Mon Jul 5 10:41:05 UTC 2010

  Hello,

i searched the list, tried lots of things but nothing works, so i try to 
post here.
I'd like to say my configuration worked on heartbeat2/crm, but since i 
migrated to corosync/pacemaker i have a problem.
Here is my cib :

node filer1 \
         attributes standby="off"
node filer2 \
         attributes standby="off"
primitive drbd_nfs ocf:linbit:drbd \
         params drbd_resource="r0" \
         op monitor interval="15s" timeout="60"
primitive fs_nfs ocf:heartbeat:Filesystem \
         op monitor interval="120s" timeout="60s" \
         params device="/dev/drbd0" directory="/data" fstype="ext4"
primitive ip_failover heartbeat:OVHfailover.py \
         op monitor interval="120s" timeout="60s" \
         params 1="cgXXXX-ovh" 2="******" 3="*****.ovh.net" 4="ip.ip.ip.ip"
primitive ip_nfs ocf:heartbeat:IPaddr2 \
         op monitor interval="60s" timeout="20s" \
         params ip="192.168.0.20" cidr_netmask="24" nic="vlan2019"
primitive nfs_server lsb:nfs \
         op monitor interval="120s" timeout="60s"
group group_nfs ip_nfs fs_nfs nfs_server ip_failover \
         meta target-role="Started"
ms ms_drbd_nfs drbd_nfs \
         meta master-max="1" master-node-max="1" clone-max="2" 
clone-node-max="1" notify="true" target-role="Master"
colocation nfs_on_drbd inf: group_nfs ms_drbd_nfs:Master
order nfs_after_drbd inf: ms_drbd_nfs:promote group_nfs:start
property $id="cib-bootstrap-options" \
         symmetric-cluster="true" \
         no_quorum-policy="stop" \
         default-resource-stickiness="0" \
         default-resource-failure-stickiness="0" \
         stonith-enabled="false" \
         stonith-action="reboot" \
         stop-orphan-resources="true" \
         stop-orphan-actions="true" \
         remove-after-stop="false" \
         short-resource-names="true" \
         transition-idle-timeout="3min" \
         default-action-timeout="30s" \
         is-managed-default="true" \
         startup-fencing="true" \
         cluster-delay="60s" \
         expected-nodes="1" \
         election_timeout="50s" \
         expected-quorum-votes="2" \
         dc-version="1.0.8-9881a7350d6182bae9e8e557cf20a3cc5dac3ee7" \
         cluster-infrastructure="openais"

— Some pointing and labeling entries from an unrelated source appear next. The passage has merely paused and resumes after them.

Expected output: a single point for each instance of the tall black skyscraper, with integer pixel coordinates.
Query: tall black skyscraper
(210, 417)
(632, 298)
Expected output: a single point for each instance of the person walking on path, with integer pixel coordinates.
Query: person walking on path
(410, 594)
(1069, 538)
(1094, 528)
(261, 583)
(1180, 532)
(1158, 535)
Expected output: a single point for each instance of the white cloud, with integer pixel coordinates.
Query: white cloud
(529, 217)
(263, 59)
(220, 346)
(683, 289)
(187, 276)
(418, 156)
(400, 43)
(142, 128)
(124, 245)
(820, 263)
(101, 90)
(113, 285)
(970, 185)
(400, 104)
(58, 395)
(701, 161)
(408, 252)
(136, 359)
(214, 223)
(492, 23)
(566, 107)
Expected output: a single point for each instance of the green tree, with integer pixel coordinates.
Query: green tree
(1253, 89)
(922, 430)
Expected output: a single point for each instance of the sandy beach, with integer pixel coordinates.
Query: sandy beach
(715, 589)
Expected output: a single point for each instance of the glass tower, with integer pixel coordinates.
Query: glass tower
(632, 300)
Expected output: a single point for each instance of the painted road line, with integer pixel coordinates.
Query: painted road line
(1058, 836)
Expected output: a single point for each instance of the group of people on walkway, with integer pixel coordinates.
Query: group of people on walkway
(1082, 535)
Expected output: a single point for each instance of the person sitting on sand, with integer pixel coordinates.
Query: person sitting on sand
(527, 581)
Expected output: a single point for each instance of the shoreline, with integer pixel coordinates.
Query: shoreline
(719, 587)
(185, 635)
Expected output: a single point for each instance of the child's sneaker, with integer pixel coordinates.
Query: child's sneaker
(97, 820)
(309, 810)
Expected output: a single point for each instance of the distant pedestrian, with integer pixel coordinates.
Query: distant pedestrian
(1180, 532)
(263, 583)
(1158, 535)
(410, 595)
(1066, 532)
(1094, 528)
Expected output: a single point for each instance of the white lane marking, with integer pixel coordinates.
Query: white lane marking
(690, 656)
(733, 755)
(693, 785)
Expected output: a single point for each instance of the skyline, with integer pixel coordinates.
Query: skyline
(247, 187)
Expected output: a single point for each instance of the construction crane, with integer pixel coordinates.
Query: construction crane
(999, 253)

So i have a DRBD ressource set as master/slave. And i have a group with 
OVHfailover (a custom script i made to migrate a failover ip for my 
hosting provide, this one works without problem)), Filesystem (to mount 
the drbd0) NFS (to start nfs server) and IPaddr2 (to attach an ip in a 
vlan).

Now i start my two nodes :
#crm_mon
============
Last updated: Mon Jul  5 12:24:04 2010
Stack: openais
Current DC: filer1.connecting-nature.com - partition with quorum
Version: 1.0.8-9881a7350d6182bae9e8e557cf20a3cc5dac3ee7
2 Nodes configured, 2 expected votes
2 Resources configured.
============

Online: [ filer2 filer1 ]

  Resource Group: group_nfs
      ip_nfs     (ocf::heartbeat:IPaddr2):       Started filer1
      fs_nfs     (ocf::heartbeat:Filesystem):    Started filer1
      nfs_server (lsb:nfs):      Started filer1
      ip_failover        (heartbeat:OVHfailover.py):     Started filer1
  Master/Slave Set: ms_drbd_nfs
      Masters: [ filer1 ]
      Slaves: [ filer2 ]

Everything's fine.
Now, i stop the filer1
#/etc/init.d/corosync stop

It stops correctly

but in crm_mon:

============
Last updated: Mon Jul  5 11:28:59 2010
Stack: openais
Current DC: filer1.connecting-nature.com - partition WITHOUT quorum
Version: 1.0.8-9881a7350d6182bae9e8e557cf20a3cc5dac3ee7
2 Nodes configured, 2 expected votes
2 Resources configured.
============

Online: [ filer2 ]
OFFLINE: [ filer1 ]

And nothing happens (ressources doesn't migrate to filer2 which is 
online, in fact, like pasted above, they doesn't appears)

Now if i restart filer1, ressouce will migrate to filer2 and start on 
filer2 once filer1 restarted..

I don't know where is my mistake. I tried lots of several config, but 
each time nothing happen. In worst case
it starts an infinite loop where filer1 try to promote, then stop, the 
filer2 try to promote then stop, again and again (one loop takes ~1sec)

Thanks for your help

Guillaume